As usually happens when Christian Odyssey has such a beautiful cover, it disappears. Everybody wants the truth! Could you please replace the August/September issue? I only got as far as the metamorphosis article, and put it down, and when I came back — someone else was enjoying it.
HL, New York
I enjoy reading Christian Odyssey, because the articles are short and captivating, to the point and make sense. In the case of longer articles, a reader may stop reading at some point and never finish the article and miss the point. Thanks for doing a wonderful work with the magazine. God delights in those who have a zeal for doing good work.
LA, South Carolina
Thank you. We do try not to be "heard for our much speaking." But as Albert Einstein once said, "Make things as simple as possible, but not more simple than they are." Some topics do need a bit more space. To condense too far would be to shortchange both the subject and the reader. So if you do see a longer article, you can be confident that it is worth your time.
I really like the magazine Christian Odyssey. I just have one problem with it. On some pages the print is so very light in color and hard to read. I am wearing bifocals and have old eyes. Some other articles are also very light, and on green or red background and are hard to read. Sure hope you can fix this problem.
Oops — thank you for reminding us. We do try to make our pages attractive, but readability must be the first priority.
I just read an article in the latest Christian Odyssey written by Dr. Lila Docken Bauman, entitled "The Problem of Forgiveness." I found it to be one of the most powerful and inspiring articles that I have ever read. I would like to thank her for allowing God to use her in such a powerful manner. If my thanks could be conveyed to her, I would appreciate it.
We are happy to pass on your comment to Dr. Bauman.
When you mention that all are elect — does it mean that every human being will be given a new heart, or will be called and be given God’s Spirit so everyone will believe?

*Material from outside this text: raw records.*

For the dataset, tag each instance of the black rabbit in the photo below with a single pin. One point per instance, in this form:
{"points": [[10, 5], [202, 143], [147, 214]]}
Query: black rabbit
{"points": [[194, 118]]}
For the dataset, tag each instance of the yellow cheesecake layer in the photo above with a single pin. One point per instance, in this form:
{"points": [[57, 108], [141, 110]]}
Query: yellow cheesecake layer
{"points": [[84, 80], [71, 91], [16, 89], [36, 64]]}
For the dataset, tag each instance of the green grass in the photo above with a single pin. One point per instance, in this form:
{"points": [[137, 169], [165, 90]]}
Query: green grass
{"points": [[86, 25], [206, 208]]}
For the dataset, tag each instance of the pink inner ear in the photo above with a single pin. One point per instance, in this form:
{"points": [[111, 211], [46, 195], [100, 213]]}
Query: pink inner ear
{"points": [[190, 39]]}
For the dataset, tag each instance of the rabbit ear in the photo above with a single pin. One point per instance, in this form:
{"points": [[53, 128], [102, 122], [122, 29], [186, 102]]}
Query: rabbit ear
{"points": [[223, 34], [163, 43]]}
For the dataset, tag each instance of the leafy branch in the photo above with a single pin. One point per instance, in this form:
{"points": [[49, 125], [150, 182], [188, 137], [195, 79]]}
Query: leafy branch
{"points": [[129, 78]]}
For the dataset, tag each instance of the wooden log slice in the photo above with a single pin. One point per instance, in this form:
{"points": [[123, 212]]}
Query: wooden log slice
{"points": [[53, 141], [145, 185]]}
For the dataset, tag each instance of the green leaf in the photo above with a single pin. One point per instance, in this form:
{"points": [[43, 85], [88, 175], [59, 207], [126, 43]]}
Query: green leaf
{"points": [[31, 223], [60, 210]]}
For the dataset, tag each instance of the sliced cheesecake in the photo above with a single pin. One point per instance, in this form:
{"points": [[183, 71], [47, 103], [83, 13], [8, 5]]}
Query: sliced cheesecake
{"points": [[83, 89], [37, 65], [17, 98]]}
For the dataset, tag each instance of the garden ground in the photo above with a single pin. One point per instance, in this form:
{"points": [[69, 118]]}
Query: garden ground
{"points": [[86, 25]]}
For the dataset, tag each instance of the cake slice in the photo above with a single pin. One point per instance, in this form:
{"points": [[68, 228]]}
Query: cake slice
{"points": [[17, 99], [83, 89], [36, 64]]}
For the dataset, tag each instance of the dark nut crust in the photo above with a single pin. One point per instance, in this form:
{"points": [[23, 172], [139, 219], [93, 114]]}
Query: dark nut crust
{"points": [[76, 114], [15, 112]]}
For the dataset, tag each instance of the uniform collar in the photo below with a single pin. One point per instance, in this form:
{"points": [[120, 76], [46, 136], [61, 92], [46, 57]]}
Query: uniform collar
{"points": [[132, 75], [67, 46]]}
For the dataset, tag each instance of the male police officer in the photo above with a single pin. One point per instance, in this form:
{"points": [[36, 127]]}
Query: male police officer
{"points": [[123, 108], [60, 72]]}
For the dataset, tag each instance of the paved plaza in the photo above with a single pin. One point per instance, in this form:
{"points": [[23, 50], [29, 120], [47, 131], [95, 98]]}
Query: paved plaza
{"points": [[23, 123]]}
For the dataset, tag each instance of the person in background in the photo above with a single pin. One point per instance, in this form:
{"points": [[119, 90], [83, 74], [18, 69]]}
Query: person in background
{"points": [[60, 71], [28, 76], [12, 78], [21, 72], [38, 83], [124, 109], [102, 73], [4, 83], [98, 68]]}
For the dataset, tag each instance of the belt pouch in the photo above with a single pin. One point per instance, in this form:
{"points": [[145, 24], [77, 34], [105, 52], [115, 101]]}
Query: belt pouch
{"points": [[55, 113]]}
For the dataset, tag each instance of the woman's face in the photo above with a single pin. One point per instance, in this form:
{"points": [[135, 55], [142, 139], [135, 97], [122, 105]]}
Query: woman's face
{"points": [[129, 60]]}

There is what appears to be biblical evidence for the future judgment and condemnation of at least some, so we cannot teach universal salvation, as wonderful a hope as that would be. Falling from grace is even given as a warning to Christians (1 Corinthians 3:12-15; 10:12). However, that some might fail to accept and receive salvation and be counted as lost is not to be confused with the question of whether all people are given the opportunity to hear the gospel message and to respond positively to the grace of Christ. While we do not believe in universal salvation, we do teach that in Christ, the Lord makes gracious and just provision for all human beings to hear the gospel and receive Christ, even for those who at death appear not to have believed the gospel.